Posté par Guillaume Lhermite
Monsieur le Premier Ministre,
C’est avec beaucoup d’attention que j’ai écouté sur le site de l’Assemblée Nationale et en différé votre discours de politique générale du 8 Juin 2005. Je suis dirigeant d’une petite société de robotique située au sein de la Génopole d’Evry. Créée il y a 4 ans avec l’aide de l’ANVAR, cette petite société de deux personnes a vu croître de manière régulière son activité et emploie aujourd’hui 16 personnes.
En tant qu’Entrepreneur, je me définis plutôt comme un pragmatique, essayant de tirer le meilleur parti de deux mondes : l’un basé sur des savoir-faire établis (atelier de mécanique, électronique, informatique industrielle), l’autre tiré vers le haut grâce à une composante « innovation » faite de collaboration avec des groupes universitaires et des PME travaillant dans des domaines complémentaires aux nôtres (biologiste, médecins, pharmaciens, biotechs, etc…). Ma société bénéficie pour réaliser une partie de sa R&D d’aides provenant directement de la Commission Européenne (FP5 et FP6).
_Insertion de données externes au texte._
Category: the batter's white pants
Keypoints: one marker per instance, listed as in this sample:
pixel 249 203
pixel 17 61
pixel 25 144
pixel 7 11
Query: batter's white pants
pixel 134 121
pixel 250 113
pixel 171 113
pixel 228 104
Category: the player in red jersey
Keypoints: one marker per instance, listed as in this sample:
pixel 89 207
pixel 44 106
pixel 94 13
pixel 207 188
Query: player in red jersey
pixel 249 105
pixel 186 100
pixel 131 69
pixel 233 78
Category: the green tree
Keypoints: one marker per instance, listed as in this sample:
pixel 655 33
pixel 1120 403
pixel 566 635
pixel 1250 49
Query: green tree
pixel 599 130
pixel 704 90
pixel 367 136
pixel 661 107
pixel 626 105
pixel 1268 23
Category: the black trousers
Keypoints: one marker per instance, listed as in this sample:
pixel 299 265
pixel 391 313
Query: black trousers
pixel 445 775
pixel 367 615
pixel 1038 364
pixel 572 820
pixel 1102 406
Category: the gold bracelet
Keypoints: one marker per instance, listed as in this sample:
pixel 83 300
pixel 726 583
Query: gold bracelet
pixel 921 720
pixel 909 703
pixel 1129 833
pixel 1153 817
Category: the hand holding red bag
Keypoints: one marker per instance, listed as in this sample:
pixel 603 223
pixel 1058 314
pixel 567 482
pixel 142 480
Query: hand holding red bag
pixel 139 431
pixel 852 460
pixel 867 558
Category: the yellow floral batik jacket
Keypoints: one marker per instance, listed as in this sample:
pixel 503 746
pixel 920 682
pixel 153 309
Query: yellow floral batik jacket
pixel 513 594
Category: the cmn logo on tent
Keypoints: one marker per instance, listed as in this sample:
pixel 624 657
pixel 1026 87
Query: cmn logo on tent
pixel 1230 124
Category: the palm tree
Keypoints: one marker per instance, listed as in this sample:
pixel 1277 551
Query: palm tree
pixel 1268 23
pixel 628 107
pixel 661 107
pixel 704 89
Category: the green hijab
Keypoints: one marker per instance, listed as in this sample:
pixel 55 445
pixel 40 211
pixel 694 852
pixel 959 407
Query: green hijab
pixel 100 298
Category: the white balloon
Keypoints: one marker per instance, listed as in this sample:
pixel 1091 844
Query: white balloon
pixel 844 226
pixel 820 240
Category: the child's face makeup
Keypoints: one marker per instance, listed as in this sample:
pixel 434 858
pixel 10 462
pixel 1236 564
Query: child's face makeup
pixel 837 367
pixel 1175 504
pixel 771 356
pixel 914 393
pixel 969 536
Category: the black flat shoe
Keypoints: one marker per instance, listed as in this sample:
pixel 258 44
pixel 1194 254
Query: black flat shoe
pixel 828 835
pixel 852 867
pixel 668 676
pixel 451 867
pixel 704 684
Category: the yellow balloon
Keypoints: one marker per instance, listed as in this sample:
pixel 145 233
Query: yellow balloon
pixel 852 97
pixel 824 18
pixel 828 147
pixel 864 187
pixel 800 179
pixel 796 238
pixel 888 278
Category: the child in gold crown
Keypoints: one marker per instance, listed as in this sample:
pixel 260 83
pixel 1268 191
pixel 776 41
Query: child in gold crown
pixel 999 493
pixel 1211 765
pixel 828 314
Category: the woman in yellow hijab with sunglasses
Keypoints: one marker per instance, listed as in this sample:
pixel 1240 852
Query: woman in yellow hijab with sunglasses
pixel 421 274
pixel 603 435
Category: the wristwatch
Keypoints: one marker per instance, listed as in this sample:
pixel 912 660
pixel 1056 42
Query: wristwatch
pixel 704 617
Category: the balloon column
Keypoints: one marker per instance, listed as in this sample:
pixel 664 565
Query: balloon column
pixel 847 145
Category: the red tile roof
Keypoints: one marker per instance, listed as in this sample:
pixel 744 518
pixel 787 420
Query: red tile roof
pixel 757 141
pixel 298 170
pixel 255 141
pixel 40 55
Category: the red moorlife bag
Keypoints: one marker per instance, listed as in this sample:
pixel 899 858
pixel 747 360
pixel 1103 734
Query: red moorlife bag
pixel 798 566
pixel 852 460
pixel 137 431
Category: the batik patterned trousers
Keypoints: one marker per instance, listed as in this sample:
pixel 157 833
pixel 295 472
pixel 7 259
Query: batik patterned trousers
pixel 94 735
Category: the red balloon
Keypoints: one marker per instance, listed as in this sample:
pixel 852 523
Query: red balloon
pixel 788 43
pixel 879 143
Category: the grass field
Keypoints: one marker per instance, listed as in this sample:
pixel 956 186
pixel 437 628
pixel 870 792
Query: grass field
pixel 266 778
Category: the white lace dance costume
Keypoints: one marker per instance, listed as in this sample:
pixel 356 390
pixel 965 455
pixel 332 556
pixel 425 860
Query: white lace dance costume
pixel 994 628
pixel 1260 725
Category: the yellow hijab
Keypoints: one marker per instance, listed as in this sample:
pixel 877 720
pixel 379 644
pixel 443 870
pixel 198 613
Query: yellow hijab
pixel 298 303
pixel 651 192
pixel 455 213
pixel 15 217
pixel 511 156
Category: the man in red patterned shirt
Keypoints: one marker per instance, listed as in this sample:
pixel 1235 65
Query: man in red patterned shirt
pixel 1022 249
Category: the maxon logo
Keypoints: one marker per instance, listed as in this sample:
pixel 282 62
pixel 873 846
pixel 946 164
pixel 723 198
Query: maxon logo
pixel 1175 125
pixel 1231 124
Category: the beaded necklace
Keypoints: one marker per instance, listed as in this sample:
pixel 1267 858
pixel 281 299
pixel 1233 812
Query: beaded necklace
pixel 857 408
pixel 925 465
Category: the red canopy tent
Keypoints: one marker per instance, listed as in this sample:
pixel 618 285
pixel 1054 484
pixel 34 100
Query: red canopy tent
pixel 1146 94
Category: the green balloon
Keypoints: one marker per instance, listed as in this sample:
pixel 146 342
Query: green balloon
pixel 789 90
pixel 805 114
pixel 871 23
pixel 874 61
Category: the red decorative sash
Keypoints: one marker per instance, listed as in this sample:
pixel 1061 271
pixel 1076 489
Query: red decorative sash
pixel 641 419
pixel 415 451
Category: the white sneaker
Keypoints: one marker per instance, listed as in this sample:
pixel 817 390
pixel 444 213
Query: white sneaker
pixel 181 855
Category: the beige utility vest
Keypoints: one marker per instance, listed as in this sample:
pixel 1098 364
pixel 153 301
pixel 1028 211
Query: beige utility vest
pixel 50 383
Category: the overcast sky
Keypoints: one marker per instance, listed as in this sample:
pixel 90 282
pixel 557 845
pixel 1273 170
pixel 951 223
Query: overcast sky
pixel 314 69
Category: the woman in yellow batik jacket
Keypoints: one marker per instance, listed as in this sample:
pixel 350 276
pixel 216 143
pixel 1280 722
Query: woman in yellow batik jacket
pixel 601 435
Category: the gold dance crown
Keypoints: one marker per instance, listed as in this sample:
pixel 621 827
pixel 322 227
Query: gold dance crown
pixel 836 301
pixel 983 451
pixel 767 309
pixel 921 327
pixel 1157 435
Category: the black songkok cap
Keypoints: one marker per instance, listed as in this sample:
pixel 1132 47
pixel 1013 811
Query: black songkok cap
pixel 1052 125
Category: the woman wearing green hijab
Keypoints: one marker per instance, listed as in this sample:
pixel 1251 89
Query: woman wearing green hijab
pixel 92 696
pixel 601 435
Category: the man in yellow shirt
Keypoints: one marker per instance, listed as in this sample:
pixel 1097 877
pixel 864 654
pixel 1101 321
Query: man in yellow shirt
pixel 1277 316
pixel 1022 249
Grâce à elles, nous avons pu embaucher cette année 3 personnes et mettre sur le marché deux produits supplémentaires. La vente de ces deux produits représente aujourd’hui 25% de notre chiffre d’affaire annuel.
Votre discours place l’emploi comme LA PRIORITE du gouvernement pour les mois à venir. Vous proposez en outre un certain nombre de dispositifs visant à combattre le chômage, et espérons-le, à même de restaurer la confiance. Vous demandez en outre le soutien de tous.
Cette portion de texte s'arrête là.